L'homme fort de Saint-Henri-des-Tanneries, il voit le jour dans cette municipalité en 1880. Jeune, il fut considéré comme le champion des " tireurs de poignet " au Québec. Même s'il passa à la postérité en raison du " célèbre " match nul contre Louis Cyr, le soir du lundi, 26 février 1906, sa réputation était surfaite. Ce soir-là, il avait affronté un homme miné par la maladie et qui n'était que l'ombre de lui-même. Louis Cyr en fit un compagnon de tournée, lors d'un bref séjour aux États-Unis durant l'été de 1906.

Arthur Berthiaume

Fils de Trefflé Berthiaume, propriétaire du journal La Presse (1889 - 1915), il fut le dirigeant du plus grand quotidien français d'Amérique de 1906 jusqu'à son décès en 1932. Homme de loi, Arthur Berthiaume était un fervent admirateur de Louis Cyr.
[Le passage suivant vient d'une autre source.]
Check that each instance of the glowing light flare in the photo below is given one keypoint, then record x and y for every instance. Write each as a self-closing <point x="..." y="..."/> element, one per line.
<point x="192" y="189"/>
En 1908, il prit la décision de faire connaître Louis Cyr aux lecteurs du quotidien et proposa à ce dernier de raconter les grandes étapes de sa vie au journaliste Septime Laferrière et à l'illustrateur Albéric Bourgeois. La série de 36 articles connut un succès sans précédent et contribua à la notoriété de Louis Cyr.